O fim da coluna da psicanalista Maria Rita Kehl no O Estado de S.Paulo foi um dos assuntos da semana, em particular na internet. Seu artigo “Dois Pesos” foi pesado demais para os donos do diário paulista. Neste espaço, publicamos vários artigos a respeito. A repercussão enorme gerou até um abaixo-assinado que corre pela rede em sua defesa. Passado o impacto, Rita Kehl conversou com CartaCapital a respeito das eleições presidenciais, que ela acompanha de perto, com o olhar da profissional conceituada em sua área e também com a visão de cidadã e jornalista, carreira que seguiu nos tempos da ditadura. Ela se diz escandalizada com os temas que tomaram conta do debate eleitoral e responsabilizou a campanha do PSDB por isso.

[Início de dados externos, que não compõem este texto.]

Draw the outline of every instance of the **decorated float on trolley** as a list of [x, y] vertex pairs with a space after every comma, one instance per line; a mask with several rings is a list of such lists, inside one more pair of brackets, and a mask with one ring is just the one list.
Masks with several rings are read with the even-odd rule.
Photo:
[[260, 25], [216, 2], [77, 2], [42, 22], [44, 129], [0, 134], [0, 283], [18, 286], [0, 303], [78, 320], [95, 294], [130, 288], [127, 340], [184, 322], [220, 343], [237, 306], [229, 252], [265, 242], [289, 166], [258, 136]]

CartaCapital: Teu artigo no Estadão discutia a disseminação de um grave preconceito através da rede. Essa parece ter sido uma característica do uso do veículo nestas eleições, em particular entre a chamada classe média.Você acredita que a internet, pelas suas especificidades, ajuda a este tipo de comportamento?
Maria Rita Kehl: Ajuda de fato. A internet, pela facilidade de acesso, pelas características que só ela tem, apresenta este potencial terrível de ser lugar da fofoca, de blábláblá. Mesmo quando não é um uso irresponsável, como são os casos destes tuites para dizer ”olha, eu estou aqui”, “eu existo”, “olha a foto do meu filho”, “do aniversário do fulano”. Mas tem também um potencial incrível, como a possibilidade de convocar uma passeata da manhã para a tarde, como aconteceu antes da guerra do Iraque, em vários países do mundo, e reunir milhões de pessoas. Então, eu não condenaria a internet, ela tem grande potencial, é um veiculo que dá justamente a possibilidade de você se incluir, de você escrever, pelo menos para quem é da classe média ou que tem acesso a uma lan house. Ela serve a essas duas coisas. Talvez com o tempo os leitores comecem a criar sua própria capacidade de discriminar.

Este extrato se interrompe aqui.